In construction and roofing, flashing refers to a thin, usually metal material that is installed to prevent water from penetrating a building or roof. Flashing is typically installed in areas where there is a change in plane or material, or where a joint or seam is present, such as around chimneys, roof vents, skylights, and at the junction of roof planes or walls.
The purpose of flashing is to direct water away from vulnerable areas and to prevent it from penetrating the building envelope, which can lead to water damage, rot, and mold growth. Flashing is usually made of metals such as aluminum, copper, or galvanized steel, and is designed to be durable and long-lasting.

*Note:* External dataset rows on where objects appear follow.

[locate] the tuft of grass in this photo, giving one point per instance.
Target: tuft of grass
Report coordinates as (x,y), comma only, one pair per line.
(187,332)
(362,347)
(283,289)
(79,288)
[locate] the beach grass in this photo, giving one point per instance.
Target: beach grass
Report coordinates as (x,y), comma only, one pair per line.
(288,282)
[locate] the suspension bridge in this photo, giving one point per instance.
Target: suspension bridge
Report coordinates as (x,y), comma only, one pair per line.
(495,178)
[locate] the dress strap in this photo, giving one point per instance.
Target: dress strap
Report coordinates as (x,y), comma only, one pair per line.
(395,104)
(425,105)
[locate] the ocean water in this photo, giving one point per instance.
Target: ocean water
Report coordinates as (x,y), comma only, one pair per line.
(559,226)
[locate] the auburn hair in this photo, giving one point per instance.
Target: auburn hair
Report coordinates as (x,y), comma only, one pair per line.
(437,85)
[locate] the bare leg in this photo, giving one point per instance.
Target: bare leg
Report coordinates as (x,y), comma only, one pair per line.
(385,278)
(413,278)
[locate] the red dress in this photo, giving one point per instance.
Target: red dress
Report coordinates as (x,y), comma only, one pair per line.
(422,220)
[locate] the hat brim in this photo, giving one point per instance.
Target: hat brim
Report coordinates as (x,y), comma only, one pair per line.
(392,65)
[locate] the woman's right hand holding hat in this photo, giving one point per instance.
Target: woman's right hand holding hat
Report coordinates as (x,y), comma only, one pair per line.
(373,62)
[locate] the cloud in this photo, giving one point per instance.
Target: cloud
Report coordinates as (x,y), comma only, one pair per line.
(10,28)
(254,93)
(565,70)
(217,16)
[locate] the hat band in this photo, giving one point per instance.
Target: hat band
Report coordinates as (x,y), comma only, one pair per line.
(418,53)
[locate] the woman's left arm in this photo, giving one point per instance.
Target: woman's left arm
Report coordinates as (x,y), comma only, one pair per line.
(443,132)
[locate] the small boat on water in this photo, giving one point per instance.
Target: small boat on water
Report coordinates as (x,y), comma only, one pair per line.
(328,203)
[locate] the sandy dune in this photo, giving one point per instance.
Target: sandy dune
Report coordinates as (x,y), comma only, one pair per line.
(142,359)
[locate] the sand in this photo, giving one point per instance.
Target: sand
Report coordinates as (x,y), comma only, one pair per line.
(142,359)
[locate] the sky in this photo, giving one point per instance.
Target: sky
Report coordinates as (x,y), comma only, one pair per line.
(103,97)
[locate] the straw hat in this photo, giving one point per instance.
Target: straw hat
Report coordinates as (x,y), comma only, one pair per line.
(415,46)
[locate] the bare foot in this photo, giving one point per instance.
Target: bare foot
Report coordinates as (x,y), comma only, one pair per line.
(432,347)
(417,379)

Flashing can take many different forms, depending on the location and purpose. Some common types of flashing include step flashing, which is used to protect the intersection of a roof and a vertical wall; valley flashing, which is used to protect the intersection of two roof planes; and drip edge flashing, which is used to protect the edges of a roof and direct water into gutters.

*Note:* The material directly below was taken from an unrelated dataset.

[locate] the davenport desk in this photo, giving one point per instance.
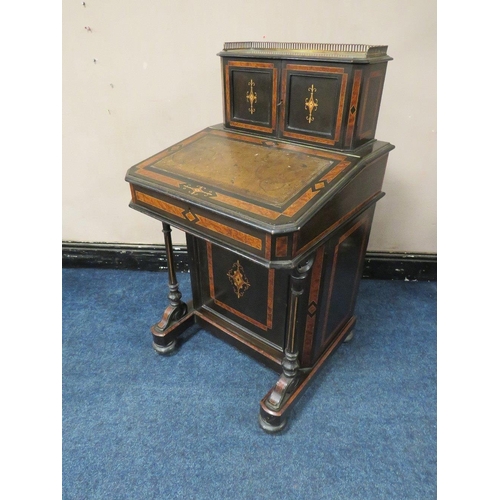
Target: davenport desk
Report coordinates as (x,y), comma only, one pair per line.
(277,205)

Proper installation of flashing is essential to its effectiveness. Flashing should be installed in accordance with local building codes and manufacturer’s specifications, and should be integrated into the roofing or wall system in a way that ensures a continuous, water-tight seal.
Overall, flashing is a critical component of a well-designed and well-constructed building or roof system, and is essential to preventing water damage and preserving the structural integrity of the building.